Closed Bug 389421 Opened 15 years ago Closed 15 years ago

"layout.word_select.stop_at_punctuation" preference no longer works

Categories

(Core :: Layout: Text and Fonts, defect)

x86
Linux
defect
Not set
normal

Tracking

()

RESOLVED FIXED

People

(Reporter: bzbarsky, Assigned: roc)

References

(Blocks 1 open bug)

Details

(Keywords: regression)

Attachments

(1 file, 2 obsolete files)

BUILD: Current Linux build

STEPS TO REPRODUCE:

1)  Load http://www.mozilla.org/
2)  Click after the URL in the URL bar
3)  Hit the right arrow to make sure the URL is not selected
4)  Hit Ctrl-backspace

EXPECTED RESULTS: Entire URL is deleted

ACTUAL RESULTS: Only the '/' at the end is deleted.

NOTE:  You can also double-click the URL in the URL bar -- that should select the whole URL but only selects parts between '/' and '.'.
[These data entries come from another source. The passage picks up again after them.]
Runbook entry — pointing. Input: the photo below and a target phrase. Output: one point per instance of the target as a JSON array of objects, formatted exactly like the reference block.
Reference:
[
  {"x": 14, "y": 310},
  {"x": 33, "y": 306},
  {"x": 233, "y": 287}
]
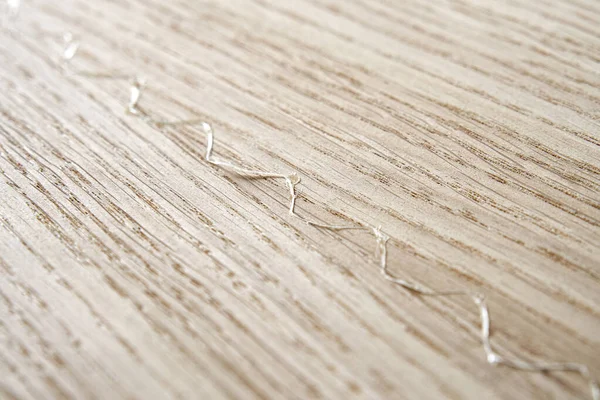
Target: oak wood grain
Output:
[{"x": 131, "y": 268}]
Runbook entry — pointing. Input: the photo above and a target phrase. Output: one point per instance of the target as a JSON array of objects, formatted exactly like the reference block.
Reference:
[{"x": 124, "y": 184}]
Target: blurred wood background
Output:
[{"x": 130, "y": 268}]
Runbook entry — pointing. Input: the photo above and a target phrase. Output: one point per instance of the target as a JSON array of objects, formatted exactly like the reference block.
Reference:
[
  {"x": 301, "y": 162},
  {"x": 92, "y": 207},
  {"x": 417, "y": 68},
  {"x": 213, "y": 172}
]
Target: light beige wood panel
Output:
[{"x": 131, "y": 268}]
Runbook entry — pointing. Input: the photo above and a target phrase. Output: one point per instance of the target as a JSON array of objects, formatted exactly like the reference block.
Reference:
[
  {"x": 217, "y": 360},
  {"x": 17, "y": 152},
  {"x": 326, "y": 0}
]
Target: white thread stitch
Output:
[{"x": 292, "y": 180}]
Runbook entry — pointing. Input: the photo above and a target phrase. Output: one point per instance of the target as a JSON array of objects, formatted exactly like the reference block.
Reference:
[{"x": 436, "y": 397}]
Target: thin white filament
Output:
[
  {"x": 13, "y": 7},
  {"x": 292, "y": 180}
]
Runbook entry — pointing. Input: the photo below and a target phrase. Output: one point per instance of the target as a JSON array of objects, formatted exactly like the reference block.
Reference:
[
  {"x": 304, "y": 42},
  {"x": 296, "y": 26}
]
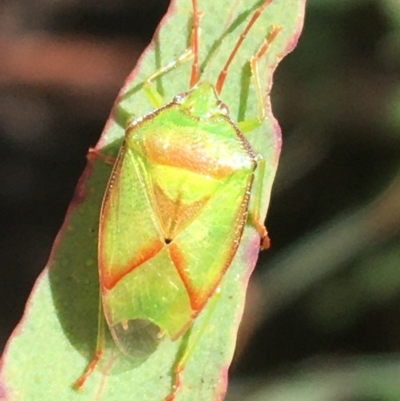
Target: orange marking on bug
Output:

Basically, the behavior is as if layout.word_select.stop_at_punctuation is set to true... but it's not.
Flags: blocking1.9?
There's a front-end patch to fix the URL-bar issue a different way, for what it's worth, to special-case double-clicking in the URL bar on X11-based platforms.  I remember the patch getting review+ in the past few days, but I can't find the bug right now.
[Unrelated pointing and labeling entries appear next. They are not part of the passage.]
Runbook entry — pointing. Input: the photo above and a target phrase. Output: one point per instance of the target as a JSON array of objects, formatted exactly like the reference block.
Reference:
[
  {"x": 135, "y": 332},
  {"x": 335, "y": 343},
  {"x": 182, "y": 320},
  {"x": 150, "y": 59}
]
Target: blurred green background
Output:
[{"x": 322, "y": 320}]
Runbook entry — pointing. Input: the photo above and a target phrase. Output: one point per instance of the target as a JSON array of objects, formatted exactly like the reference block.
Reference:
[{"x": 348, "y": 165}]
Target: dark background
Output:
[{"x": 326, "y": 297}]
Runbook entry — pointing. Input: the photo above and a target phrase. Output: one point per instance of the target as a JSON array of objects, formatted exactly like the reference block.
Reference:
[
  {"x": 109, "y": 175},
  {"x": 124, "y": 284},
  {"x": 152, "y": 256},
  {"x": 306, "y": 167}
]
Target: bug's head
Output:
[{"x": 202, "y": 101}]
If that's fixed, I suspect the pref will no longer be needed.
That's bug 190615.
> If that's fixed, I suspect the pref will no longer be needed.
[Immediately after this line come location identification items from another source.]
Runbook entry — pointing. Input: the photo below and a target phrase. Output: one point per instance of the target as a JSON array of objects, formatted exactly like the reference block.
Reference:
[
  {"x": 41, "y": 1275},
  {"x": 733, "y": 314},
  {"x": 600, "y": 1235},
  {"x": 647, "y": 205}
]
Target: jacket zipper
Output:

I do have to say I like being able to select things like URIs and variable names in code by double-clicking, though...  Oh, well.
Attached patch fix (obsolete) — Splinter Review
This reworks PeekOffsetWord a bit. The basic idea is to track punctuation state across frames and take a uniform approach to checking whether we're between punctuation and non-punctuation, and if we are, deciding whether to break or not. When we're between punctuation we always obey the pref and ignore the word-breaker results.

This also fixes bug 385565 and bug 385562. It also fixes some bugs related to word-selection across text nodes; not sure if those are filed.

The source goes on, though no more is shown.